Watertown Boy and The Battle Creek Girl
Davies Nuptials Simple –
for a Big Apartment
New York, N. Y. -- The marriage of Mrs. Marjorie Post Close Hutton to Joseph E, Davies, Washington attorney, formerly of Watertown, Wis., which took place Sunday, was emphasized as a simple and quiet affair in early accounts relayed to reporters. But it is difficult, it appears, to be entirely simple in a 70-room “apartment” and with an income reputed to be at least $1,000,000 a year.
Heiress to about $10,000,000 of a cereal fortune, Mrs. Post, tradesmen revealed, took immense pains with the decorations and refreshments for her third marriage. Three florists and 16 helpers worked two days in arranging 5,000 blooms in innumerable chambers.
Pink Flowers Created
The decorations of the living room were pink, and 500 of the white chrysanthemums for the altar were made to conform to that motif with carmine ink at a cost of $2,000, A $500 triangle of blue spruce was set up at the entrance to bring the total of floral decorations to at least $7,300, tradesmen estimated. In addition, there was an altar formed of giant cypotium [cibotium] ferns and chrysanthemums.
Mrs. Hutton had sent a sample of her blush pink wedding gown to the caterers with orders to make the wedding cake icing match the gown. The cake was five feet high, three feet in diameter and weighed 150 pounds.

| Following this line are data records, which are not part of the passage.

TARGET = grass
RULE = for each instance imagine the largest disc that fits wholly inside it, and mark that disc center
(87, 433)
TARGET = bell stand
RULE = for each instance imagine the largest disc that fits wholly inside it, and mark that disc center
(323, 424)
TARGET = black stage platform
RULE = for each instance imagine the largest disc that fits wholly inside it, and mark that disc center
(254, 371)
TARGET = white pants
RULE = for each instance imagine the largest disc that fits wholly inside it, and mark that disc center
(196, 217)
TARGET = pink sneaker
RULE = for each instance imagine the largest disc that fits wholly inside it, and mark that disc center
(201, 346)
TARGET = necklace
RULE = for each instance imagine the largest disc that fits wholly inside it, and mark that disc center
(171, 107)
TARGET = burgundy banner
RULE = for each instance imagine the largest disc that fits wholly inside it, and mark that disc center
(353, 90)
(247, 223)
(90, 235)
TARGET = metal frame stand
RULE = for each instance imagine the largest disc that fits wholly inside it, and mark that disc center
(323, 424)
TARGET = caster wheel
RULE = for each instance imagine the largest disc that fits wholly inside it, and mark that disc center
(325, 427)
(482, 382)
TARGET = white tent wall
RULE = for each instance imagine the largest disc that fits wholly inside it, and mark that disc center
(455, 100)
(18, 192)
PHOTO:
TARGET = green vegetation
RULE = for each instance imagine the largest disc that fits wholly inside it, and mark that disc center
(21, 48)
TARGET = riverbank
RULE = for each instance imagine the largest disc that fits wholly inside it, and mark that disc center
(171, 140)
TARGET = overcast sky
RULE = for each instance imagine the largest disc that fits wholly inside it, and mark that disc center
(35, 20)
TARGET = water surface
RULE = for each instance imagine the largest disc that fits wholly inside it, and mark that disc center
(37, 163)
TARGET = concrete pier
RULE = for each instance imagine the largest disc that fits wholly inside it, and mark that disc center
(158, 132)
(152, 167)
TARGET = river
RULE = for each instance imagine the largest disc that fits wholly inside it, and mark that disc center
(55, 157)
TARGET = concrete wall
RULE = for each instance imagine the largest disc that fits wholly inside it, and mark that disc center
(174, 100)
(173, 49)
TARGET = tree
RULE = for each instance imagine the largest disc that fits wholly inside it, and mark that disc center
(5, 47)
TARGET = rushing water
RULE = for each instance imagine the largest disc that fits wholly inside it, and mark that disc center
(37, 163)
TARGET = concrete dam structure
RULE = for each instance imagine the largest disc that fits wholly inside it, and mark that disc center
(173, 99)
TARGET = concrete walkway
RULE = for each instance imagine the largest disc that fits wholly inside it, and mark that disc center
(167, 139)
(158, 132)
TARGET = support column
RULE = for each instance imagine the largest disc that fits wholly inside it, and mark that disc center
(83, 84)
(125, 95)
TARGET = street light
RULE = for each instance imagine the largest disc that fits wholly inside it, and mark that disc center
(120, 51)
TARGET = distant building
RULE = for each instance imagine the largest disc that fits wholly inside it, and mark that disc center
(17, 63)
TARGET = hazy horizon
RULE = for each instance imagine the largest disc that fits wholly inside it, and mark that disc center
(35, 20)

The cake, the caterer said, took three “artists" a week to make and was designed as a temple of love, crowned with five-inch layers. The sides were decorated with salmon pink doves and garlanded with white spun sugar roses. It cost $300 and if divided among the 40 guests present came to $7.50 for each slice.
“Diamond Like Half Dollar”
The bride carried white orchids, and flowers were strewn in her path as she walked to the altar. The Rev. Charles W. Pinkney of Watertown, Davies’ boyhood pastor [First Congregational], performed the ceremony.
Davies, an international lawyer, former Democratic national committeeman from Wisconsin and once western manager of President Wilson’s campaign, was reported to have given Mrs. Davies a diamond "about the size of a half dollar” as a wedding present. It was his second marriage; his first, to the former Miss Emlen Knight, ending in divorce.
Three caterers and 25 servants served the guests at dinner in the tapestry hung, pine paneled dining room. The guests were arranged at five tables, each with a different color motif, the bride's in pink, one in silver, one in green, one In blue and one in scarlet.
Among the ornaments of the Hutton apartment is the golden sleigh of the former czar of Russia, a decoration so huge that the walls of the apartment were cut open years ago when it was Installed.
Get Report Through Door
Special canopies were erected for the entry of the guests and stringed orchestras played during the afternoon. Reporters, standing in the rain, received an account of the progress of the ceremony shouted through a grilled door by an unidentified benefactor.
"Now they're walking down the line." the broadcaster shouted.
"Now they're getting married," he reported five minutes later.
"It's all over and he kissed her twice, once on each cheek," was the final line.
A little later Alfonso B. Landa of Davies' Washington office said of the wedding, “It was simple, dignified and quiet. The gifts wore small and attractive, and the entire atmosphere homelike."
"She Spends Plenty"
"One of the nice things about Mrs. Hutton is that she spends plenty," tradesmen added.
The Davieses now have the 70-room city apartment, two Long Island estates, an Adirondack lodge, a Carolina shooting box, a Palm Beach hacienda , a home in Washington and one of the largest sailing vessels in the world, a four-masted yacht, the Sea Cloud, for a honeymoon.
Many of the wedding guests, including cabinet members and senators, came here from Washington in a private car.